Une situation ubuesque alors que les Vosges connaissent depuis une dizaine d'années un regain d'attractivité. Le climat tempéré de ce massif de moyenne montagne attire la clientèle de proximité. La montée en gamme de l'offre de loisirs a séduit les consommateurs des pays limitrophes (Luxembourg, Allemagne) à fort pouvoir d'achat. « On manque de tout, en salle et en cuisine. Alors on a décidé de fermer le restaurant à midi en semaine, le mardi soir et le mercredi soir », déplore pourtant Elisabeth Ragazzoli, patronne des Jardins de Sophie, un hôtel-restaurant 4 étoiles avec spa, installé sur 9 hectares de forêt à Xonrupt-Longemer. Pour ses postes d'encadrement, Elisabeth Ragazzoli a tenté les cabinets de chasseurs de têtes. Sans succès. Au Grand Hôtel à Gérardmer, un autre 4 étoiles qui accueille chaque hiver les stars du festival du film fantastique, le service estival est assuré malgré les effectifs réduits : 72 postes sont occupés dans une organisation qui repose en théorie sur la présence de 80 salariés. « Cette année, j'investis 1,4 million d'euros dans mes cuisines pour améliorer les conditions de travail. Nous n'arrivons plus à recruter. Alors je préfère voir le verre à moitié plein, et rester optimiste », suggère Claude Rémy, propriétaire du Grand Hôtel.

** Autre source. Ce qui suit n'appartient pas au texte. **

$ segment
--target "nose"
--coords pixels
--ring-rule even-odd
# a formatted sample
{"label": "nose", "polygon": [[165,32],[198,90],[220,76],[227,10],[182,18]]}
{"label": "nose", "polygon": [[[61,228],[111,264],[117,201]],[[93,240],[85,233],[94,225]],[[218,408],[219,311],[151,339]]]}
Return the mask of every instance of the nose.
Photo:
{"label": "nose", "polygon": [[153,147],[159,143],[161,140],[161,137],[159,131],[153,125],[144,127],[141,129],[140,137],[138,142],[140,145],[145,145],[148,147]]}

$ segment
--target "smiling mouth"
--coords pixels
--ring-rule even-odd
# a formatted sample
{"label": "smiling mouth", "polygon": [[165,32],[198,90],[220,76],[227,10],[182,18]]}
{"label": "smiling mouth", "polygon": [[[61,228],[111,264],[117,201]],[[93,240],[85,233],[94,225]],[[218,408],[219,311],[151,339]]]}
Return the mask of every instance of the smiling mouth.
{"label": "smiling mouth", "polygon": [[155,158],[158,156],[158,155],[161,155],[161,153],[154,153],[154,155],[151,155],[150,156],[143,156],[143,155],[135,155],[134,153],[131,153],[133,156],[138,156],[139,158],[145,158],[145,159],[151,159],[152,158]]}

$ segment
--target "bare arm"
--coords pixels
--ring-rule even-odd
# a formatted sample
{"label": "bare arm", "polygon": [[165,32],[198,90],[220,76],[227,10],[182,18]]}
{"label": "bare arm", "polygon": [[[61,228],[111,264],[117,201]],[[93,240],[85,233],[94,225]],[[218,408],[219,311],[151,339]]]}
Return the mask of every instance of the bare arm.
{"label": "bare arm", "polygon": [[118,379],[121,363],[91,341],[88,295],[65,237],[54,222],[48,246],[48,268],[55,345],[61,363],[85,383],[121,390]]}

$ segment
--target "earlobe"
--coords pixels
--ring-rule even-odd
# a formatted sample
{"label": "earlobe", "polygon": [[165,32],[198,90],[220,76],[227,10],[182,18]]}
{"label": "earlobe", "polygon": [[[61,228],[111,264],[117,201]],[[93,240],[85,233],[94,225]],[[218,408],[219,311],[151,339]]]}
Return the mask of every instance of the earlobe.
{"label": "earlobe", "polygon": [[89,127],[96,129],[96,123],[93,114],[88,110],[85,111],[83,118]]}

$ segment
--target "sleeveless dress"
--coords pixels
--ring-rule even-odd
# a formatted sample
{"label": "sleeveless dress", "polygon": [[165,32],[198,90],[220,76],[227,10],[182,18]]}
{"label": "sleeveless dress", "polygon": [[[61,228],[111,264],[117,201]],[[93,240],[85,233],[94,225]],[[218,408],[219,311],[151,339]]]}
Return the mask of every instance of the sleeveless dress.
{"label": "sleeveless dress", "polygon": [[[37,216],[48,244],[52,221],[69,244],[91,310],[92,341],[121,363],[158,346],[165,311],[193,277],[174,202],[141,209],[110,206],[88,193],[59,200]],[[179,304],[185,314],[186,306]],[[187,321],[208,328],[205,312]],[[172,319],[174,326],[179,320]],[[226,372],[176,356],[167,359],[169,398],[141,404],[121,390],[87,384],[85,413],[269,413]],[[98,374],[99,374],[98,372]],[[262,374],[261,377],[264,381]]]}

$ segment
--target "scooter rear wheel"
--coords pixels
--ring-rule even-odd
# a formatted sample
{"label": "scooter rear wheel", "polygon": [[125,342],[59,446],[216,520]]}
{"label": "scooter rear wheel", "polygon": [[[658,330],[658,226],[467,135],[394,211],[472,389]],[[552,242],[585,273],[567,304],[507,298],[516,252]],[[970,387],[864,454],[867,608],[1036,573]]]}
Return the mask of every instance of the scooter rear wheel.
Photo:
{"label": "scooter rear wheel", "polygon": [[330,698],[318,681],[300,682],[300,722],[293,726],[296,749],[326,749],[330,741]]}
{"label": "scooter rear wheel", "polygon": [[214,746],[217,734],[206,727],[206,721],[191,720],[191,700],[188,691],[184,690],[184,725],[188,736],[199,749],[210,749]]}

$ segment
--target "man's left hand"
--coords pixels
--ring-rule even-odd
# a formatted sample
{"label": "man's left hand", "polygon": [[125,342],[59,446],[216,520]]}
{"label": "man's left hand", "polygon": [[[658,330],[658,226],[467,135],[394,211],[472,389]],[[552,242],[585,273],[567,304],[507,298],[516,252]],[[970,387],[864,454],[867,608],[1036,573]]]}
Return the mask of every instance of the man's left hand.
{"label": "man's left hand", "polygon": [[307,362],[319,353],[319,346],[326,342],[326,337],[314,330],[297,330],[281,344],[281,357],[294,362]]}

Le tourisme a dépassé le textile

L'enjeu de l'attractivité des emplois est pesant, dans une économie locale en reconversion. « 60 % de l'activité repose sur le tourisme à Gérardmer. Le tourisme est devenu notre premier pilier économique, il vient de doubler l'industrie textile », rappelle Stessy Speissmann, maire de cette commune où le lac, bordé de sentiers de promenade, attire des clientèles de tous âges. « Certains week-ends en été, notre commune de 8.000 habitants multiplie sa population par cinq. Des diversifications ont été engagées, avec succès, grâce aux vélos électriques et à la randonnée. Il ne faut pas que cela s'arrête », espère l'élu.

Doté depuis 2009 de sa marque territoriale, « Je vois la vie en Vosges », le département entier aimerait suivre la même trajectoire que Gérardmer. « L'économie touristique se porte bien dans les Vosges depuis la sortie de la crise sanitaire du Covid. Mais on souffre terriblement de l'inadéquation entre l'offre de main-d'œuvre et à la demande », observe François Vannson, président (LR) du Conseil départemental. « Nous n'avons pas atteint la situation du plein emploi. Le taux de chômage reste légèrement supérieur à 8 % dans notre département. Ce que je déplore, c'est la démotivation de certains publics à travailler. Je suis ne pas heureux de cette situation », attaque François Vannson. « Notre société de loisirs a besoin de salariés pour servir les clients. On a connu dans les Vosges des expériences positives d'intégration des jeunes migrants non accompagnés, qui ont passé leur brevet professionnel en un an. Les professionnels de l'hôtellerie en ont conscience. Si ils offraient des logements à ces jeunes, comme ils en offrent parfois aux saisonniers, la saison pourrait être belle », propose François Vannson.

Compétition entre les métiers

« Le problème n'est pas propre au tourisme. On observe des tensions dans le recrutement dans tous les secteurs d'activité, le bâtiment, le transport, la mécanique », a observé Yannick Holtzer, chargé de mission pour l'économie et l'attractivité au Conseil départemental des Vosges. Dans cette compétition inter-métiers, certains hôteliers espèrent tirer leur épingle du jeu. « On a supprimé le service de midi et changé le rythme de travail de nos 30 salariés », raconte Olivier Lapotre, propriétaire de l'hôtel-restaurant du Collet, situé à 1100 mètres d'altitude entre la station de La Bresse et le col de la Schlucht. « La coupure entre les deux services est supprimée. Six salariés peuvent être hébergés pour éviter les trajets en voiture. Et pour accompagner le changement d'offre, j'ai investi 5 millions d'euros dans la construction d'un spa et l'agrandissement des chambres ». Le pari du repositionnement d'une affaire familiale, risqué, n'est pas à la portée de tous les exploitants.